Pertanyaan itu memberondongnya. Enggan rasanya dia menekan tombol terima telpon
sebelum siap sedia dengan kenyataan yang bakal masuk di telinganya sebentar
lagi. Ada apa ya? Apa terjadi sesuatu pada ayah? Apa penyakitnya kambu lagi?
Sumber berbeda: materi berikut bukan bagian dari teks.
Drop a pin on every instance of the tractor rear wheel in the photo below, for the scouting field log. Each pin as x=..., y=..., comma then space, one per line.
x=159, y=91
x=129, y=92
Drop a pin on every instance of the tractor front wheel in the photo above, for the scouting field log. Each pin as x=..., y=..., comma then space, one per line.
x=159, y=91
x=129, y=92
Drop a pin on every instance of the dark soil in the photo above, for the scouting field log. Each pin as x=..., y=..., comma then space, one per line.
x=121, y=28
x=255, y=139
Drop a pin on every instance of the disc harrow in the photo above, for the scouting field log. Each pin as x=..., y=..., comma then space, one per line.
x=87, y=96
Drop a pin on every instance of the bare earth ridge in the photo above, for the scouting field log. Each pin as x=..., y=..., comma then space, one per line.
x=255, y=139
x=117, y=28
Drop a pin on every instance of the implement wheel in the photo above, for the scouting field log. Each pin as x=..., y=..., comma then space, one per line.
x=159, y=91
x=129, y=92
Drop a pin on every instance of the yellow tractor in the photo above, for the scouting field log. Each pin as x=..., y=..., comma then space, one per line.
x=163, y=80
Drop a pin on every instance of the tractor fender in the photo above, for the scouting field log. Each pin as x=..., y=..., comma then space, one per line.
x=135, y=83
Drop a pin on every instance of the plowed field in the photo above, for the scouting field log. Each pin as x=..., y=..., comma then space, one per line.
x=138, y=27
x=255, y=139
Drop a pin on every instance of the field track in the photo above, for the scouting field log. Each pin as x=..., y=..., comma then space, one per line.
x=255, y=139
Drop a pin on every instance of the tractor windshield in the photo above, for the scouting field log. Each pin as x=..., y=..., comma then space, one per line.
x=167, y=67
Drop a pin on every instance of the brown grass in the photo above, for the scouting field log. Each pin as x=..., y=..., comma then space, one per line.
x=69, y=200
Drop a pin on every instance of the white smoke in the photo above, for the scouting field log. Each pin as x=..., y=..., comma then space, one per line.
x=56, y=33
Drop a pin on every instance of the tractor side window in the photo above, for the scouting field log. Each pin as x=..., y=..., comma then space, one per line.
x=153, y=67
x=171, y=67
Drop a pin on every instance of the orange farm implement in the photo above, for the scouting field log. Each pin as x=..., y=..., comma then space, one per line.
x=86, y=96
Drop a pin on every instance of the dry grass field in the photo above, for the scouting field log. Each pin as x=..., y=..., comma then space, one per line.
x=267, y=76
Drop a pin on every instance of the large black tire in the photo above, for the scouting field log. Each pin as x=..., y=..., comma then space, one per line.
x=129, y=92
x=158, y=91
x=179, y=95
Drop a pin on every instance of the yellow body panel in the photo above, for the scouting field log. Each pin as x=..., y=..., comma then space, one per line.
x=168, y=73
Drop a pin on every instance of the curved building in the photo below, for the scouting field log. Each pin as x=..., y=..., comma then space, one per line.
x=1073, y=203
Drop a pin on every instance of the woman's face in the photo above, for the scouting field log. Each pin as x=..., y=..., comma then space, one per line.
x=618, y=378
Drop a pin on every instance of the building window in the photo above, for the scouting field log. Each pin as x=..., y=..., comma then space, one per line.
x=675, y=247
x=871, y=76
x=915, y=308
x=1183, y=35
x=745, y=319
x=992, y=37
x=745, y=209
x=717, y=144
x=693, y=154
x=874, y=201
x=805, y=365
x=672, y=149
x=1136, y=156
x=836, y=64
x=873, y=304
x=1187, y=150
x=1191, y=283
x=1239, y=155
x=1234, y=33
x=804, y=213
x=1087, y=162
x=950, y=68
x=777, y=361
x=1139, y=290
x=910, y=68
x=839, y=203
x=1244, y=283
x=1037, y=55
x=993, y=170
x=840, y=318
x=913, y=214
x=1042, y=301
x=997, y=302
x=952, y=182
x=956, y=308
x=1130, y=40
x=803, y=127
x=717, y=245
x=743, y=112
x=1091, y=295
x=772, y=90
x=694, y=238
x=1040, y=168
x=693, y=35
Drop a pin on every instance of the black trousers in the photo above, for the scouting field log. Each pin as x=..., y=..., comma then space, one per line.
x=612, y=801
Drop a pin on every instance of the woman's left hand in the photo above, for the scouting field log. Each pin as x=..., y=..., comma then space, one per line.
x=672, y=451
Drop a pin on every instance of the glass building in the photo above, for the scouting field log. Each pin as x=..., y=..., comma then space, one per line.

Pertanyaan-pertanyaan menggempurnya kembali. Valeri memang selalu dak dik duk
bila ada panggilan masuk di telpon genggamnya. Dan biasanya pikirannya langsung
ke ayahnya. Gelagatnya seperti itu bukan tanpa alasan. Tahun lalu ayahnya
terserang penyakit. Penyakit yang merengut berjuta-juta rupiah. Penyakit yang
membuat ayahnya tumbang seketika di saat sedang nonton adu tinju di tv. Namun
sayang penyakit itu tak ditemukan pihak rumah sakit. Macam-macam cara telah
dilakukan. Scanning, tes urin, periksa darah, dan lain-lain. Semua itu tak
membuahkan hasil. Tapi para dokter, perawat dan semua di perusahaan sakit itu meraup
keuntungan dari rawat inap tiga hari ayah Valeri. Biasanya orang kampung, bila
sudah begitu, pasti akan cepat-cepat pulang dan mencari kambing hitam. Mereka
akan mencoba-coba mengingat orang-orang yang pernah berselisih paham lalu
menuduh orang itu sudah melakukan praktik madiara. Tapi valeri tidak. Dia tahu
penyakit ayahnya tak bisa terdeteksi lantaran alat-alat canggih sedang disimpan
khusus untuk orang-orang kaya saja. Atau lantaran kedunguan para dokter yang
dapat status dokter karena orang tua mereka hartanya banyak sehingga korang
taambor-ambor. Yang mendapat kartu sehat
pun tidak berarti dirawat cepat. Mereka hanya menjadi tujuan praktek para
mahasiswa yang sebentar lagi jadi dokter.
“Haaaaalo!”
“Kalu bole, ngana
pulang skarang. Napa so hebo di sini, ngana kata so ja sesatkan orang!”
Entah apa yang
Valeri ujarkan selanjutnya. Suara ibunya kini terdengar seolah bunyi NGIIIIING
panjang di telinganya. Entah apa jawab yang diberikannya sewaktu hendak akhiri
pembicaraan. Kini Valeri hanya terbelalak memandang tembok cat ungu di
depannya. Rasa kantuk telah minggat sejauh-jauhnya. Tak tahu di
mana rimbanya. Dia sekarang ini
memikirkan satu nama. Calvin. Calvin adalah seorang pendeta yang pernah
bertugas di gereja di desanya. Sekarang telah pindah ke jemaat Karowa. Tapi,
rasanya dia tak percaya. Kok, seorang pendeta bisa gegabah dan tolol seperti
itu? Kok,tega-teganya dia menggosipkan anggota jemaatnya? Valeri mengingat satu
nama lagi yang disebut ibunya. Katanya dia juga seorang pendeta dan turut andil
dalam penyebaran desas-desus. Hanya, kelaminnya perempuan. Valeri memaksa
otaknya bekerja untuk mengingat nama itu. Saraf-saraf yang rusak akibat
terhenyak oleh berita buruk yang
didengarnya tadi tetap saja dipaksanya berfungsi untuk mengingat satu nama.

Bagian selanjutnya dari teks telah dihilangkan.